When I walked outside yesterday to go to work I realized it was way too warm for the beautiful winter-white coat I was wearing. When I got in my car I discovered it was 65 degrees. 65! In February! I knew then that we were going to be in for some storms. I spent all day stressing about it! I started watching the weather in Memphis because my family and friends are in the Memphis area and Nashville usually gets the weather from that area.

The storm really hit Northern Mississippi/ Memphis about 6:00. As it traveled thru Memphis, Jackson it didn't reach us until about 9:30/10 pm. As soon as it hit our area Rich and I were bunkered down in the tub. I had reached such a high state of fear I was shaking and in tears. We had heard on the news about all the destruction in Memphis and in Jackson and I was terrified it would happen to us. Poor Richard tried to calm me down but he couldn’t convince me we would be okay. It passed within like 5 minutes, I calmed down and got ready for round two. The second line of storms didn’t get to us until 2 am!! I think I finally turned the weather channel off at 2:30am and feel asleep not long after feeling relevied and blessed we doged another bullett.

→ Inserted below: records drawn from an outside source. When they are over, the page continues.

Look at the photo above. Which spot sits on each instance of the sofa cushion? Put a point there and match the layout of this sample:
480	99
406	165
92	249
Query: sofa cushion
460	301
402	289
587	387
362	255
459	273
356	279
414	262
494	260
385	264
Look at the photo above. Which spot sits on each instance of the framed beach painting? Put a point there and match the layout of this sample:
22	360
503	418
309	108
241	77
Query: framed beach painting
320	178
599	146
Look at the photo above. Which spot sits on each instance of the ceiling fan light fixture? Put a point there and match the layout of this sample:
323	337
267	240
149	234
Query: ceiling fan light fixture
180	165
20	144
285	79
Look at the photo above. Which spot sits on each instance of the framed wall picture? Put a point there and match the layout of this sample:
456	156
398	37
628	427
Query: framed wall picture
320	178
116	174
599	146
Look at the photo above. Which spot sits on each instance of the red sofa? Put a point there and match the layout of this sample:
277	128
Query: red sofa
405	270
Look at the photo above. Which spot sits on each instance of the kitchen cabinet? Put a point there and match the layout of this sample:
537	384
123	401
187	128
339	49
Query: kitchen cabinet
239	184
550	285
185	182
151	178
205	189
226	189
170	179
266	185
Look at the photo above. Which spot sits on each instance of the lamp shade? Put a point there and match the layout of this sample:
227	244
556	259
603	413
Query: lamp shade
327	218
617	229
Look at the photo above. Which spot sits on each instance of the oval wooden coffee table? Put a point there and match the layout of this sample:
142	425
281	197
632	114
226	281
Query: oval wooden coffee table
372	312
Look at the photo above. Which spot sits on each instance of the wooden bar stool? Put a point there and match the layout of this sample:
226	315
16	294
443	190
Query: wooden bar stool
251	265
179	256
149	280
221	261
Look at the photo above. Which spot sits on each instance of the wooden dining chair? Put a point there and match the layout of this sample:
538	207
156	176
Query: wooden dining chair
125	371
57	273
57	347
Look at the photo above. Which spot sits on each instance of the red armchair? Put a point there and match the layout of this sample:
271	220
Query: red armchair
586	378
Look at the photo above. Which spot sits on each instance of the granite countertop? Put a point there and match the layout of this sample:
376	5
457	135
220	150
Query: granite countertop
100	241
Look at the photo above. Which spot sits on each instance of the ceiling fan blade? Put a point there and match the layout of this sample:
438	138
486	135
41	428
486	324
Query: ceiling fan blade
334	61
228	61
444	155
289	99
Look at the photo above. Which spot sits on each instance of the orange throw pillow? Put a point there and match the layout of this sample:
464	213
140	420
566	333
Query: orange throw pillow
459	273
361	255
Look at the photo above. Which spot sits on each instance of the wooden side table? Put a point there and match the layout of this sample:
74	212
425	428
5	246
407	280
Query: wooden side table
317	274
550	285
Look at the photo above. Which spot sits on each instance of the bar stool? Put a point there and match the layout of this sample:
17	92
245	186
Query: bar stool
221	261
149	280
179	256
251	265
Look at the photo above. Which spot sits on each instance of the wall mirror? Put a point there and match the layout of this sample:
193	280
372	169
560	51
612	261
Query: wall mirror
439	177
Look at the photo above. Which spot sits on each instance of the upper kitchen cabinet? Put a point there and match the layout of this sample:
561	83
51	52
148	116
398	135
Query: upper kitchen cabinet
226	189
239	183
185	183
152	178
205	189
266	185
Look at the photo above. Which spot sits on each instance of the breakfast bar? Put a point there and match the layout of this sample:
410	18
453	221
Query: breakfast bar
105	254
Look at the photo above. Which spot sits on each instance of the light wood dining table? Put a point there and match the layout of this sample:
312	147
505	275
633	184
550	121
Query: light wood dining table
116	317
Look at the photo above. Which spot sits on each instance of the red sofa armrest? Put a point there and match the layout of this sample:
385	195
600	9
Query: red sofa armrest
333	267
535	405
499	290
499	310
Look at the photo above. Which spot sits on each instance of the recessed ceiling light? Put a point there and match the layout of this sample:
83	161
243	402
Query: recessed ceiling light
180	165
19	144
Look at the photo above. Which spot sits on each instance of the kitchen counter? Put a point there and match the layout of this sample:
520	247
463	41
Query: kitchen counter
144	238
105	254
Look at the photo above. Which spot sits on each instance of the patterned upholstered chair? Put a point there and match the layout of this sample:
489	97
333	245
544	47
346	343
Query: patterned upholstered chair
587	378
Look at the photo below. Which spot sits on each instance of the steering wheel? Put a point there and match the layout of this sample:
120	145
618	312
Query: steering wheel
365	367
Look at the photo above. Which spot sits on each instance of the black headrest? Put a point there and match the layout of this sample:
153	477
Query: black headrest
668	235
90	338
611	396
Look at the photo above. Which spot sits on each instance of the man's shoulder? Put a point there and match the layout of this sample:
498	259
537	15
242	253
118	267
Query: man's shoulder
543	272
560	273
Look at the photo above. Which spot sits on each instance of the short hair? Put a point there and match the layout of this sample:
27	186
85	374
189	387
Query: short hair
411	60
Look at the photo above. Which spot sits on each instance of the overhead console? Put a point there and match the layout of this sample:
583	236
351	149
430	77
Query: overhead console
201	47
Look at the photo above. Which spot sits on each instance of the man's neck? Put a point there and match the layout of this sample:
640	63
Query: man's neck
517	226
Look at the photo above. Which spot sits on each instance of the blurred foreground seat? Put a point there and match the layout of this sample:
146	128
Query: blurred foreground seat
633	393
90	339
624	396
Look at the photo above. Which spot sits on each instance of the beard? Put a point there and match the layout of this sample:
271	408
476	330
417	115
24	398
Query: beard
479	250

I have never been in a tornado. I have never even been victim to a sever thunderstorm. So what gives?? Why this gripping fear of storms?? I wonder if it is a control thing. Is it because I know what will be, will be and there is nothing in the world I or anyone else can do about it? The idea of dying in a horrible storm with terrible, monstrous tornados isn't a fun thought either. I don’t know what it is, but I seriously need to find a way to get over it. It is no way to live.


Talking to my mother about last night and her being very familiar with my (sometimes irrational) fear, she said something that I absolutely loved.

Fear Knocked at the door ,Faith Answered,Nothing was there.



God's will will never take you were God's grace does not protect you.





At least 48 people were killed. A reported 67 tornadoes touched down. A pumping station explosion in Tennessee killed at least one person.
The victims included 24 people in Tennessee, 13 in Arkansas, seven in Kentucky and four in Alabama.

Let's pray for all the victims and their families. So, so sad and such a horrific tragedy.

2 comments:

Hiking Mama said...

I was doing the same thing last night. We live on the outside of Nashville, on the west side, and we had a tornado touch down just about 5 minutes away. I was terrified. I have lived in TN my whole life and I too have always been absolutely terrified that I would get hit by a tornado. You are not alone!! I think this is a fear I will never outgrow.

It was such a tragedy indeed. I am glad to hear you guys are safe and sound.

Anonymous said...

I feel for you! My 13 year old daughter is also afraid of bad weather and nothing we say or do makes her stop shaking and fretting when there's a storm. We live in the Midwest, so there is ALWAYS a storm of some sort, it seems.

I'm glad to know you and Richard are well.